Nonprofits in and beyond New York City today will recognize the challenges Forest House faced over half a century ago. They know from experience that to have a government grant, contract or loan is no guarantee of organizational stability and can, in fact, contribute to instability. Reforming grant and contracting systems would be a welcome step. As archival evidence makes plain, nonprofit leaders have been pleading with government funders for decades to cover overhead expenses, negotiating as best they could and finding ways to maneuver within limits. As one executive director lamented in the 1960s, “Moving the ‘feds’ on this has been like moving the Rock of Gibraltar.”

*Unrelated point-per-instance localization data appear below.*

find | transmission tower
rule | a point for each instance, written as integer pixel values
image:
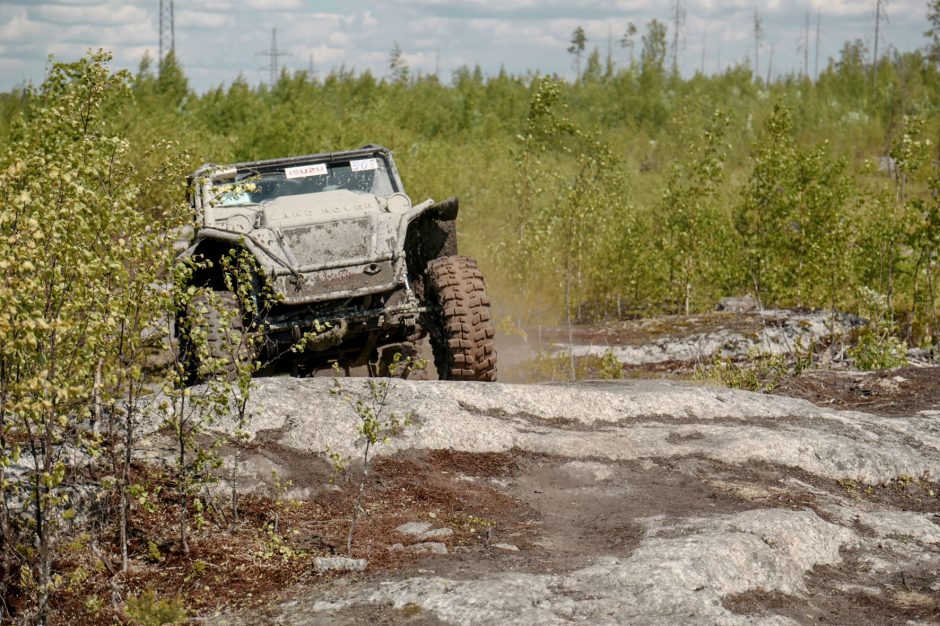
(167, 30)
(274, 54)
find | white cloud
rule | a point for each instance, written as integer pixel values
(186, 20)
(216, 39)
(102, 13)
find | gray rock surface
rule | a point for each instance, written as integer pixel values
(783, 332)
(655, 503)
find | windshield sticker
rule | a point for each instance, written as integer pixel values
(364, 165)
(305, 170)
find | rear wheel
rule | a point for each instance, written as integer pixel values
(459, 321)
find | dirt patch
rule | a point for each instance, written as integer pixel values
(590, 509)
(901, 392)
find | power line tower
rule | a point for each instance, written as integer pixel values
(167, 30)
(274, 54)
(678, 34)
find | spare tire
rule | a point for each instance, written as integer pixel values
(458, 320)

The inadequacy of government grants positions elite donors as the ultimate arbiters of need and priority. Such deference to private funders is a particular concern given the racialization of wealth and poverty in the United States.
But there is also a larger set of questions raised by the near collapse of Forest House half a century ago that technocratic proposals to reform government grant proposals leave unanswered: Can grants — a form of resources rooted in scarcity, structured in a competitive program, operating on short-term horizons and expecting private assistance — deliver goods and services deemed a right and not a privilege? What happens to neighborhoods and their residents lacking a nonprofit skilled in the art of grantsmanship, or those whose populations are deemed unimportant or whose strategies are deemed unproductive? The inadequacy of government grants positions elite donors as the ultimate arbiters of need and priority. Such deference to private funders is a particular concern given the racialization of wealth and poverty in the United States. Data are quite clear that donors and foundations consistently underfund Black-led organizations which, given the persistence of racism, work on the front lines to address systemic poverty.
Forest House may have been rescued, but the privatized, elite-dependent means by which Bronx residents received basic goods and services persists with remarkable continuity across the United States. That dynamic will most likely expand under a second Trump administration. The immediate chaos of the attempt to freeze all federal grants may have passed, but the grant-in-aid system is clearly in the administration’s sights. Whatever the next action is, nonprofits and communities together will feel the brunt of government budget cuts. A reliance on private donors will become all the more important for organizational survival and all the more troubling as a means of meeting the needs of urban residents. What an antidemocratic means of democratic governance.